This Homecoming season 2 review contains no spoilers.
Season one of Homecoming was a compelling, slow-burn, with a deliberate, meandering pace that would feel like mostly filler in less capable hands. Not much happens, really, certainly not enough to require ten episodes, but the story pulled you in with just enough mystery and thrill to propel you to the next episode. Season two offers much of the same, making no attempt to take the narrative into new, unestablished territory. It is the same story, panned to focus on a different subject. The themes are the same, but the context is different.
The first season of Homecoming played with time, and aspect ratio, leaping back and forth between the landscape present and the portrait past. It followed Heidi Bergman, played by Julia Roberts, as she uncovers the truth about her past and her time working as a counselor at Homecoming Transitional Support Center. Season two is a bit more straightforward, opting instead for a mostly linear approach, one that doesn’t lend itself to the same kind of paranoia and general unease present in season one.
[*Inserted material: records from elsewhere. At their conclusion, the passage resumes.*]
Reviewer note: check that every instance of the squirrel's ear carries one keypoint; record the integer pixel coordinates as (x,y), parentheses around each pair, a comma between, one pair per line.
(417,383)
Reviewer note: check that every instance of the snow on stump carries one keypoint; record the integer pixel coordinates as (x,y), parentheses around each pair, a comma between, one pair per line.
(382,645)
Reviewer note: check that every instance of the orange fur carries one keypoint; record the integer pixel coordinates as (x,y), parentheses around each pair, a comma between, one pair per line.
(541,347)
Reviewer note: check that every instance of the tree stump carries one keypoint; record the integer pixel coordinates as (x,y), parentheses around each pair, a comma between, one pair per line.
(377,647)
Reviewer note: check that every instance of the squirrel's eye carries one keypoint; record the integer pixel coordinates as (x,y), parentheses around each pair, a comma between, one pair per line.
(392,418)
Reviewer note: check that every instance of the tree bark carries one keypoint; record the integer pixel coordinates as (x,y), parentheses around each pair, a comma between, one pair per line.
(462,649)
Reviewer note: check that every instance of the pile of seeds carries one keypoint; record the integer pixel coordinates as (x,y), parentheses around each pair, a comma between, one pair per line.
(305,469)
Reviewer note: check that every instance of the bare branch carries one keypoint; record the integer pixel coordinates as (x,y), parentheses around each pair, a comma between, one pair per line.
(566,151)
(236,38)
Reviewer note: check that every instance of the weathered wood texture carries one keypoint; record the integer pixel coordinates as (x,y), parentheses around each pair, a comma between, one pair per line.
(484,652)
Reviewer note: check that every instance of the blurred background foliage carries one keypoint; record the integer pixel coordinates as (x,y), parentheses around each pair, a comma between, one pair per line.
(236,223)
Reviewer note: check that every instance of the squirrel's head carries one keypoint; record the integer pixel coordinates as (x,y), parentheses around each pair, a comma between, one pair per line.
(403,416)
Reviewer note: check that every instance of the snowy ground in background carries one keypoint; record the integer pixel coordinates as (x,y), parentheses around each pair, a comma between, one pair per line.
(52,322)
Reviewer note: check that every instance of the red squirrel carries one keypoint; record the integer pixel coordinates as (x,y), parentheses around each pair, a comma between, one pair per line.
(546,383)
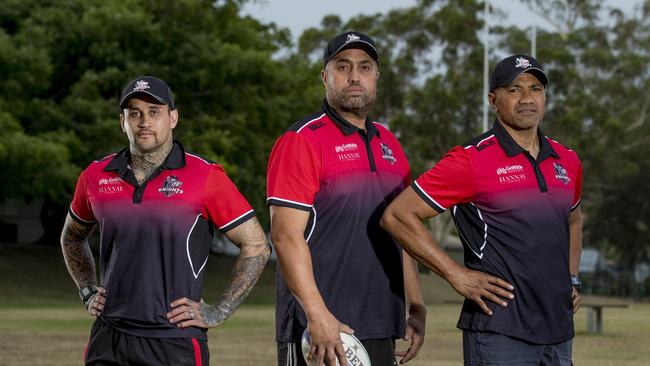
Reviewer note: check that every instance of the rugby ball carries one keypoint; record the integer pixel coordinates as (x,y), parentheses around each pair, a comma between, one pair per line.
(355,353)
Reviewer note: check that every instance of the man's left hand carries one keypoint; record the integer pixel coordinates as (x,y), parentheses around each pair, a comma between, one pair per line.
(188,313)
(415,325)
(576,299)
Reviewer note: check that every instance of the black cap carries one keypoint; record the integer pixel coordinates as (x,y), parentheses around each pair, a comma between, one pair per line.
(147,85)
(350,39)
(508,69)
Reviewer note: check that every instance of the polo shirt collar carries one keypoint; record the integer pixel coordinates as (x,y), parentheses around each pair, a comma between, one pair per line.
(120,162)
(346,127)
(511,148)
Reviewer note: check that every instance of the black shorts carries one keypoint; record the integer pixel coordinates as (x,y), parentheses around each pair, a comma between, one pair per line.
(108,346)
(381,352)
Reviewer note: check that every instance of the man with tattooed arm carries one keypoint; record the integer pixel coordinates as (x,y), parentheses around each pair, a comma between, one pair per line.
(156,206)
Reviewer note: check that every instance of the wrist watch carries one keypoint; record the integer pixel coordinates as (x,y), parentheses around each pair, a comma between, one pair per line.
(87,292)
(575,281)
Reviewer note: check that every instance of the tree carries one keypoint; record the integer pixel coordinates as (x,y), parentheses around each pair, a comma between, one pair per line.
(65,62)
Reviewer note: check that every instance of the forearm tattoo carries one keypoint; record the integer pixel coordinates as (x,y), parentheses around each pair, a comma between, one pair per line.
(77,254)
(247,270)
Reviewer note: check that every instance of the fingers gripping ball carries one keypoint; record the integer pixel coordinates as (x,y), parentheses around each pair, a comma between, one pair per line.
(355,353)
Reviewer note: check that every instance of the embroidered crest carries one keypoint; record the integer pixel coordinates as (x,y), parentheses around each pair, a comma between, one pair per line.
(387,154)
(141,85)
(522,62)
(171,186)
(561,174)
(352,37)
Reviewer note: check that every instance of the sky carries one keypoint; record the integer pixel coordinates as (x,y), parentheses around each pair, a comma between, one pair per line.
(298,15)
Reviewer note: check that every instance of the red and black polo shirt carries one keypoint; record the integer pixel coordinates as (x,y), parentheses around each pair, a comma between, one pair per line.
(345,177)
(512,213)
(155,237)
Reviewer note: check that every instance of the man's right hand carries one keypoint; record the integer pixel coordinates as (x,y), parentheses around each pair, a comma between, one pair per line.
(326,346)
(477,286)
(95,304)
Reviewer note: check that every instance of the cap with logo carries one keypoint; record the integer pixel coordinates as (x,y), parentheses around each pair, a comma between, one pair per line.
(347,40)
(508,69)
(148,85)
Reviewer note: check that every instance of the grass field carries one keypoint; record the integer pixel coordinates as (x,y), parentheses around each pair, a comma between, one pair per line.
(42,321)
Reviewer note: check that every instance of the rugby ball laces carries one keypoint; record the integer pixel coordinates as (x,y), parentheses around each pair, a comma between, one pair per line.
(355,353)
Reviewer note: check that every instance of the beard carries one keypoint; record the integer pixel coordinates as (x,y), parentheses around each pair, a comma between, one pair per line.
(358,105)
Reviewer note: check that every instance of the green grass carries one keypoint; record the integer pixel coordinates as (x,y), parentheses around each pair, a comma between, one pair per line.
(42,322)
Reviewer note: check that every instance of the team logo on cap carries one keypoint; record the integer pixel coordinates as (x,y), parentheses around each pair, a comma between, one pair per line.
(561,174)
(352,37)
(141,85)
(522,62)
(387,154)
(171,186)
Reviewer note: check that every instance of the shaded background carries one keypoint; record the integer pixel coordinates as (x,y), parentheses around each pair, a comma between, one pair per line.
(239,82)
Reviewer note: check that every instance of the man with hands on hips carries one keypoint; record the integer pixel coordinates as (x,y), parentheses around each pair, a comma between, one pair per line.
(514,194)
(156,206)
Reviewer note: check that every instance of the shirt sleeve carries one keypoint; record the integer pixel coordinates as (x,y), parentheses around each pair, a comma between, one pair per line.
(577,194)
(224,205)
(293,173)
(80,209)
(449,182)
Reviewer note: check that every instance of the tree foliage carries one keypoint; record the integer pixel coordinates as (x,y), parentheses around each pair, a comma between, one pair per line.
(239,84)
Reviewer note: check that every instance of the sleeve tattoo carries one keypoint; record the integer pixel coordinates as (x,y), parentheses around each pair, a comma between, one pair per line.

Janelle Monáe replaces Julia Roberts as the show’s lead, and takes on a similar sort of dual role, as the past and present/ before-and-after version of herself. Monáe confidently embodies the disparate versions of her character, Jaqueline, who has no memory of who she is. She plays cool, aggressively competent, and perturbed-uncertain with equal aplomb, and her performance intrigues even when the story sometimes does not.
At the very end of last season, Audrey Temple (Hong Chau) — who we only meet briefly, when Carrasco questions Colin Belfast about Homecoming— convinces Colin to take the fall for the egregious line-stepping at the Homecoming facility. This season spends time, perhaps unnecessarily, walking us through the events leading up to and directly following that. Hong Chau imbues Audrey with a naivete that’s fun to watch as she moves with manufactured bravado through ever-increasing positions of power.
Leonard Geist, played by Chris Cooper, is a surprisingly sympathetic and relatable character. He, along with Audrey, has to deal with the fallout of Carrasco’s investigation into Homecoming, but he wants very much not to be involved. He’s responsible for many of the more humorous moments in the season, and takes interesting stances on how the company should move forward, following the fiasco.
We eventually get back to Walter (Stephan James) where Heidi left him at the close of last season, still effectively a blank slate, mostly content to live out his days not knowing— until he starts to suspect something else is going on. Julia Roberts and Stephan James carried the material in season one, and their performances, along with Esmail’s distinct visual language, did all of the heavy lifting, elevating a good script to a great watch. Similarly, Homecoming season 2 owes almost everything to its cast and their strong performances.
Each season of Homecoming could’ve been a film. Season one is a minimum four episodes too long and season two’s seven episodes could be split in half. Neither need to take up as much space as they do, and season two is frankly, superfluous. That is not to say it is bad or unenjoyable, the opposite somehow, only that it adds very little. There are a few key moments that justify a second season, but it is not a story that requires revisiting or expanding upon, and season one ended satisfactorily, even if it was open-ended.
I feel the need to include the caveat that I am often ahead of a story, and that mysteries very rarely play out for me how they are expected to for the audience at large. I am not unable to be surprised, it is just… not a common occurrence, especially in the realm of television where even the most creative, out-of-the-box filmmakers habitually recreate auditory and visual schemes that, to someone who watches TV as much as I do, act as neon signs that project the reveals as clearly as if they had been said plainly.
Season one of Homecoming was easy to decipher for me, and didn’t really scratch the “mystery” itch. Season two is even less enigmatic, and does not tickle the part of my brain that wants to solve a puzzle. That is not what I come to the show for, and thankfully, that is not all the show purports to offer. I come for the characters, who I delight in watching navigate the gray areas of ethics and morality, under personal and external scrutiny. I am intrigued by the questions the show asks and has no intention of answering, and the questions it asks and takes a definitive stance on.
We did not need a second season of Homecoming, but we got an overall enjoyable watch, a quick binge, that’s stacked with great performances, and has a satisfying conclusion.